What is Ocean Acidification?
Since the beginning of the industrial revolution, human activities have accelerated the release of carbon dioxide (CO2) into the atmosphere. Scientists estimate that the carbon dioxide in the air has increased 30% over the last 200 years, from approximately 280 parts per million to 385 ppm. This means that the concentration of atmospheric carbon dioxide is now higher than it’s been on Earth for almost a million years. Just as significant, the speed at which this CO2 is increasing is faster than anything experienced before. Based on mankind’s current use of fossil fuels, the amount of carbon dioxide in the atmosphere is only expected to increase, and scientists are becoming concerned that this increase will cause significant changes to our climate and to life on Earth in the coming decades.

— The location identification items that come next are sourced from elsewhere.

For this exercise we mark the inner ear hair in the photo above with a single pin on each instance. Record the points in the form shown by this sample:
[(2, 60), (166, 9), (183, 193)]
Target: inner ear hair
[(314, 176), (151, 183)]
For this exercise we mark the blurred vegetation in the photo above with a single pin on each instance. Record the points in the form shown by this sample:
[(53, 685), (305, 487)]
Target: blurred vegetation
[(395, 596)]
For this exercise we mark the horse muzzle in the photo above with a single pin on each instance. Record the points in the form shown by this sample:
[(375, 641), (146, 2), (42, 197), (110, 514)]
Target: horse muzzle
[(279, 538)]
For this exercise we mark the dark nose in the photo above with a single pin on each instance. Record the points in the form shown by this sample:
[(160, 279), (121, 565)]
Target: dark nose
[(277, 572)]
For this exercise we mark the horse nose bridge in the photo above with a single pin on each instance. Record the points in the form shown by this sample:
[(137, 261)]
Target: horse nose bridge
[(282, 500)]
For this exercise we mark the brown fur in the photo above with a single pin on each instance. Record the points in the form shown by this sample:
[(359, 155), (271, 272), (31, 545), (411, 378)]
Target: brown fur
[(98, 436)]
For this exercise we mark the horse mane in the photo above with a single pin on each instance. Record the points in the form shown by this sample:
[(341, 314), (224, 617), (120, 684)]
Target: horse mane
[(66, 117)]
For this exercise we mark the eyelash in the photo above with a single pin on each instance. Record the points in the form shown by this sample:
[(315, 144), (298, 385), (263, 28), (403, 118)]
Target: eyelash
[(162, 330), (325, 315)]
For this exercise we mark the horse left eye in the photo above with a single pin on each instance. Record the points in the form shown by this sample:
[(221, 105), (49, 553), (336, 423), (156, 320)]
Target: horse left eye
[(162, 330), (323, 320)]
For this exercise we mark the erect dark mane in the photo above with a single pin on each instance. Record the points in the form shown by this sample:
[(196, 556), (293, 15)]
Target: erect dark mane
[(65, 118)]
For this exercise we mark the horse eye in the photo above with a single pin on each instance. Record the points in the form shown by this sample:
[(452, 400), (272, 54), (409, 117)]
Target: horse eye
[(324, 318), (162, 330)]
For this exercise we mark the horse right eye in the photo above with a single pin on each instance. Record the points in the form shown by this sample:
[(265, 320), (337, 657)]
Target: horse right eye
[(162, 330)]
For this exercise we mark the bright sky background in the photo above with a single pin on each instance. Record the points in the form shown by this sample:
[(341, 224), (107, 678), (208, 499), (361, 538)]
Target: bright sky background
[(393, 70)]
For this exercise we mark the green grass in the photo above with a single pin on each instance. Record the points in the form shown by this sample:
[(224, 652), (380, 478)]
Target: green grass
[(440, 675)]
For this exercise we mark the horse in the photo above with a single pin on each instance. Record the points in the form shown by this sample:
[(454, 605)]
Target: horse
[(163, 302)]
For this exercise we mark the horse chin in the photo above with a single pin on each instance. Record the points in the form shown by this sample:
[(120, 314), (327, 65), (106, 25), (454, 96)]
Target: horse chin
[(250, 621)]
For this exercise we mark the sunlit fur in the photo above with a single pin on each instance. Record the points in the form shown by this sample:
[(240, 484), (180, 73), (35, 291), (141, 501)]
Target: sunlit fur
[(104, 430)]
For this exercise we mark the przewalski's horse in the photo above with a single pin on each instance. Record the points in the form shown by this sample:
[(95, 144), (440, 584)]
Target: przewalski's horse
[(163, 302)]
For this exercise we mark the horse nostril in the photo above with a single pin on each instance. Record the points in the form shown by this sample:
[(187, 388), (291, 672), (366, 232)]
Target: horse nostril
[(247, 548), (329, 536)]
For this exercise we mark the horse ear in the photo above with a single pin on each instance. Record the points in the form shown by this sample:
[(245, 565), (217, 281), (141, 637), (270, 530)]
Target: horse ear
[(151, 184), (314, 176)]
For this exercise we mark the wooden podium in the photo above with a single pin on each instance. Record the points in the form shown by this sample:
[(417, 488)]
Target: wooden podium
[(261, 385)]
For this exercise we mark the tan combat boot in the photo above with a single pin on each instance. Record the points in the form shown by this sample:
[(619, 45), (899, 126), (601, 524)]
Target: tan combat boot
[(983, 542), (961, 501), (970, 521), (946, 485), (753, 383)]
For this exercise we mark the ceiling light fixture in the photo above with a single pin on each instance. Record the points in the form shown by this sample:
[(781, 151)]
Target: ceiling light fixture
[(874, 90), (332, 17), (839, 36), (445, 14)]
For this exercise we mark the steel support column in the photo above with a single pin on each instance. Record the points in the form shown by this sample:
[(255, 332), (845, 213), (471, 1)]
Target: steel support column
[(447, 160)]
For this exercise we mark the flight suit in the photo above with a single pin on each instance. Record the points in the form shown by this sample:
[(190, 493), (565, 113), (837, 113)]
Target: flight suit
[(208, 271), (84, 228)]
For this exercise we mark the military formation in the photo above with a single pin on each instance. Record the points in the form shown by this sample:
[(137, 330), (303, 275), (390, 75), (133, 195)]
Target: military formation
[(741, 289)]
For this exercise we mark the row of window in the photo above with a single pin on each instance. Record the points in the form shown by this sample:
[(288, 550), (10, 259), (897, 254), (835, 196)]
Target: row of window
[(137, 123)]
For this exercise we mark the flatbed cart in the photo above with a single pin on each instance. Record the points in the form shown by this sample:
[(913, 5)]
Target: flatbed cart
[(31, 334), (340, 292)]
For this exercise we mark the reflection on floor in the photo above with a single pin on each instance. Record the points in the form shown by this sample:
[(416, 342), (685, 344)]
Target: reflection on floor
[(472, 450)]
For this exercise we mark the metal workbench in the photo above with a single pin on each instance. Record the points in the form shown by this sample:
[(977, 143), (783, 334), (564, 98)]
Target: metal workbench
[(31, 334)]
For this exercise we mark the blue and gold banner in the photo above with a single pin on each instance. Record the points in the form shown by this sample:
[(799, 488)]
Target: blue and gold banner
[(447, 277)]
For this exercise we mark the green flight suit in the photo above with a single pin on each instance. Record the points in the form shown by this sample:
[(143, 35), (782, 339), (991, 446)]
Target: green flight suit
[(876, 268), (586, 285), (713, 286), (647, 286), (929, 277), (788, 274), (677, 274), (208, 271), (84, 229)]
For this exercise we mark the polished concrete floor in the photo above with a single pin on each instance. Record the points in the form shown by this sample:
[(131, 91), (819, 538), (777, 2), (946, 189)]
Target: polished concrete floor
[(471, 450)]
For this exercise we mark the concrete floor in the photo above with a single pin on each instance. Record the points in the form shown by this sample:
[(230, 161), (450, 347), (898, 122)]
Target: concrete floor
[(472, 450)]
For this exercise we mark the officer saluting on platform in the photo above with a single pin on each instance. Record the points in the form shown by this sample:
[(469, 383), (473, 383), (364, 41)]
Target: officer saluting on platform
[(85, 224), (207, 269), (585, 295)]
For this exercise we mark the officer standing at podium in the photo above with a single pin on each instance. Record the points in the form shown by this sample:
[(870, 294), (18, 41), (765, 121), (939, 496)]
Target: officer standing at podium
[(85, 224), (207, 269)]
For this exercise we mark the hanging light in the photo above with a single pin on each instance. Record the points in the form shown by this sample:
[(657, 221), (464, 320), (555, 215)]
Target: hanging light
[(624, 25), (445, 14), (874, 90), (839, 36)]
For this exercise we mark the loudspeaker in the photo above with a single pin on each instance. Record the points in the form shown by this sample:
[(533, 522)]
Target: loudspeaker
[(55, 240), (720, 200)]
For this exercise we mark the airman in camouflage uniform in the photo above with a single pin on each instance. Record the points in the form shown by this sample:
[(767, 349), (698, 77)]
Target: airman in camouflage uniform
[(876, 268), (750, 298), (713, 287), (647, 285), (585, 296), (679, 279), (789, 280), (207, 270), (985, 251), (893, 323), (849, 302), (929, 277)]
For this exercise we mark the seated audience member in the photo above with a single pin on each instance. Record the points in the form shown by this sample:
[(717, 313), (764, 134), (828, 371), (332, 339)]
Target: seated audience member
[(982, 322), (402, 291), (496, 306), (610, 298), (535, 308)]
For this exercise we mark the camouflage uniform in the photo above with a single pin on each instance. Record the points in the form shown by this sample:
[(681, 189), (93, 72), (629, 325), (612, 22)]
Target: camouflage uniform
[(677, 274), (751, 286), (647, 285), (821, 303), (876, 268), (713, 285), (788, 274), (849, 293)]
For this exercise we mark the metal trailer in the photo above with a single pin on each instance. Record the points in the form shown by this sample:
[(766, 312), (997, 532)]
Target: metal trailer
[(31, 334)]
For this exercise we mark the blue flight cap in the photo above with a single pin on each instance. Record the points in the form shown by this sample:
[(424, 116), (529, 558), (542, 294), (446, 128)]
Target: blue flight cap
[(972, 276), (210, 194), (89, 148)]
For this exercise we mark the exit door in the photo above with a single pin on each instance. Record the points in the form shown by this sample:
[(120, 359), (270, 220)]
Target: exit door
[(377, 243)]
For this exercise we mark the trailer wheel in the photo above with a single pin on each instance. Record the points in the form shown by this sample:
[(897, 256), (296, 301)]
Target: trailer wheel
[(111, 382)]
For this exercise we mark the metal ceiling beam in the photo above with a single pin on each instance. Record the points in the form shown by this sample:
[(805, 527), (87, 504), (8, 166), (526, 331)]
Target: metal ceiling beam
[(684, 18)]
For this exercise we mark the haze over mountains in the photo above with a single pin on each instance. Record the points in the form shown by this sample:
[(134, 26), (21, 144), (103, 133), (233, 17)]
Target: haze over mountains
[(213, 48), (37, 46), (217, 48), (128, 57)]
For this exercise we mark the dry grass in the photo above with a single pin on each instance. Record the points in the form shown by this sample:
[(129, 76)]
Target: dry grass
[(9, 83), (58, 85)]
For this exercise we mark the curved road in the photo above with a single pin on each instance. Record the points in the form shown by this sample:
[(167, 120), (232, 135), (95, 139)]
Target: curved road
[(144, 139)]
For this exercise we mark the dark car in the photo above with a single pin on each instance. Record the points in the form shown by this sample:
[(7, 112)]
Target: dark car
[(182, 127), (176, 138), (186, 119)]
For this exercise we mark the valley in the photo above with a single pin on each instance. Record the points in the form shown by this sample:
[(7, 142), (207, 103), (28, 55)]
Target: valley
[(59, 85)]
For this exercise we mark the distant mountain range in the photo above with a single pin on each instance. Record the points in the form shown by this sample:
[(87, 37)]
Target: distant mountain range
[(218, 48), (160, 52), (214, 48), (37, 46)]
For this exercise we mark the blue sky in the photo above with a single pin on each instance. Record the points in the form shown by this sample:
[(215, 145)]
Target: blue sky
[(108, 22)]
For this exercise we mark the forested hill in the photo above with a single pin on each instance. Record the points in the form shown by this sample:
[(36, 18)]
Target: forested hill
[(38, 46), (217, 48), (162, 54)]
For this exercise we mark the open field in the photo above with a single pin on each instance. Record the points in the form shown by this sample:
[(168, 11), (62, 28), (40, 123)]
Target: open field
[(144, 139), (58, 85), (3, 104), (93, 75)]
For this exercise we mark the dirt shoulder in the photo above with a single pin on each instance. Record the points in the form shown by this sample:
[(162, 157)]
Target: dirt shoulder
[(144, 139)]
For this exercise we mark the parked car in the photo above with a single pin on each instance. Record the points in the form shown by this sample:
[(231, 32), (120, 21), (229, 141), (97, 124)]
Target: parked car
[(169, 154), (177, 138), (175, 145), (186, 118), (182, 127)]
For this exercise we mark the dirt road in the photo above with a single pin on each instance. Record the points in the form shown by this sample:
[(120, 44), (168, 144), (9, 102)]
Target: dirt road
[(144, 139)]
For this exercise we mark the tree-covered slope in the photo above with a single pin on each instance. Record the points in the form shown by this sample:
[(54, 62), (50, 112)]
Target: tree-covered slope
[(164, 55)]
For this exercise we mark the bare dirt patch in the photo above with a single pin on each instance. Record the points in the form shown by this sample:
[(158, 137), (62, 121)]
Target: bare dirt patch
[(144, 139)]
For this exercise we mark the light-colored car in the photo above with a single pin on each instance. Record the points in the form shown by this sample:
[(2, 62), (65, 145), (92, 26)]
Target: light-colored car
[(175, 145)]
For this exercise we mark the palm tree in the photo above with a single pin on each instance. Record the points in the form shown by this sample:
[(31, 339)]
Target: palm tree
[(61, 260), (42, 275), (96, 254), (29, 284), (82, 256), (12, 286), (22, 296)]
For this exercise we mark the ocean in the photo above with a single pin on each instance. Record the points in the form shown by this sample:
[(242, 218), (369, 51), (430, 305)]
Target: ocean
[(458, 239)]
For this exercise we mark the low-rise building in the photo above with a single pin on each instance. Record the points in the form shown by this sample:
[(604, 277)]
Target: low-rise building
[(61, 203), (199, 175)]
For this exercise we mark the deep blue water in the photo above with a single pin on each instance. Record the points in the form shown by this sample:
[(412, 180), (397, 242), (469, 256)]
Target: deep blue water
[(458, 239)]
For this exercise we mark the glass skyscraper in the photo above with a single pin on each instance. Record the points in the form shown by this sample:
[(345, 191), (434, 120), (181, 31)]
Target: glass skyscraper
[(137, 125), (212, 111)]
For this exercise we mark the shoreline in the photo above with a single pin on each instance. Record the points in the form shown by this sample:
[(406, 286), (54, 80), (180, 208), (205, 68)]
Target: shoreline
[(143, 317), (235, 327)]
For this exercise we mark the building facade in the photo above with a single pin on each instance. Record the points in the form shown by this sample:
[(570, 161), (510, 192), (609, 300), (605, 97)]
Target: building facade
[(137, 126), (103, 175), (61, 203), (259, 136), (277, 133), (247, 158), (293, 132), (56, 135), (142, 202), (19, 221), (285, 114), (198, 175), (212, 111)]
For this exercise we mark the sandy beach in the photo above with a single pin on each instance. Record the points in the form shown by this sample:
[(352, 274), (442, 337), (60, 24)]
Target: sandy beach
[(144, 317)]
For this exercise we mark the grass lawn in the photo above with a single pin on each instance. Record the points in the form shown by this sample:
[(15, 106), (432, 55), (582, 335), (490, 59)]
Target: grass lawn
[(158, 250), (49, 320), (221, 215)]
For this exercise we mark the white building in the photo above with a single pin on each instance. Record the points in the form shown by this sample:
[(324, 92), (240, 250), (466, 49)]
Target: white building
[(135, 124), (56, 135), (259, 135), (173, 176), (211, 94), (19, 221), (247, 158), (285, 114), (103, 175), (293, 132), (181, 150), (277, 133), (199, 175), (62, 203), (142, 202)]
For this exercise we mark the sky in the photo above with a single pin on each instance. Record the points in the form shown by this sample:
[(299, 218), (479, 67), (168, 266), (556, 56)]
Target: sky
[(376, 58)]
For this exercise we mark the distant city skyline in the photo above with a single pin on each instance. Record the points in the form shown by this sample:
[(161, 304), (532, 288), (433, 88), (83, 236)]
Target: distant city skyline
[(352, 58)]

During this time the oceans have been absorbing approximately 30% of the carbon dioxide we’ve released. This absorption has reduced the amount of CO2 in the air and probably minimized some of the terrestrial impacts of climate change such as global warming. However, carbon dioxide does not just disappear once it enters the water; it significantly affects the chemistry of the seawater itself. One of the biggest effects it causes is a change in the seawater’s pH. As carbon dioxide mixes with water, the two molecules combine to become carbonic acid which makes the seawater slightly more acidic. As billions of molecules combine and go through this process, the overall pH of the oceans begins to change. This phenomenon is called “ocean acidification”.
In the last century, the pH of ocean surface waters has already decreased from an average pH of 8.2 to 8.1. Even slightly lowering the pH of the seawater can be hard on marine organisms and affect processes such as growth, metabolism and reproduction. A reduction in ocean pH also reduces the availability of carbonate ions in the water, which are important for shell formation in many marine organisms. Animals like corals, snails, urchins, and shellfish pull carbonate out of the water to calcify their hard parts; thus, as the concentration of those materials decreases in acidified water it gets harder to create a shell. For some organisms, carbonate structures can even start dissolving when the water chemistry becomes too unfavorable.
The Intergovernmental Panel on Climate Change (or IPCC) has predicted that atmospheric CO2 levels will continue to go up over the next century - from today’s already elevated level of 385 parts per million to perhaps as high as 1000 parts per million by the year 2100. Scientists are rapidly developing research programs to study what these predictions mean for marine organisms, ecosystems and biogeochemical cycles. Currently, little is known about what this increase of CO2 will do to life in the oceans. But the knowledge that these climate changes are happening raises grave concerns with policy makers, scientists, and citizens worldwide.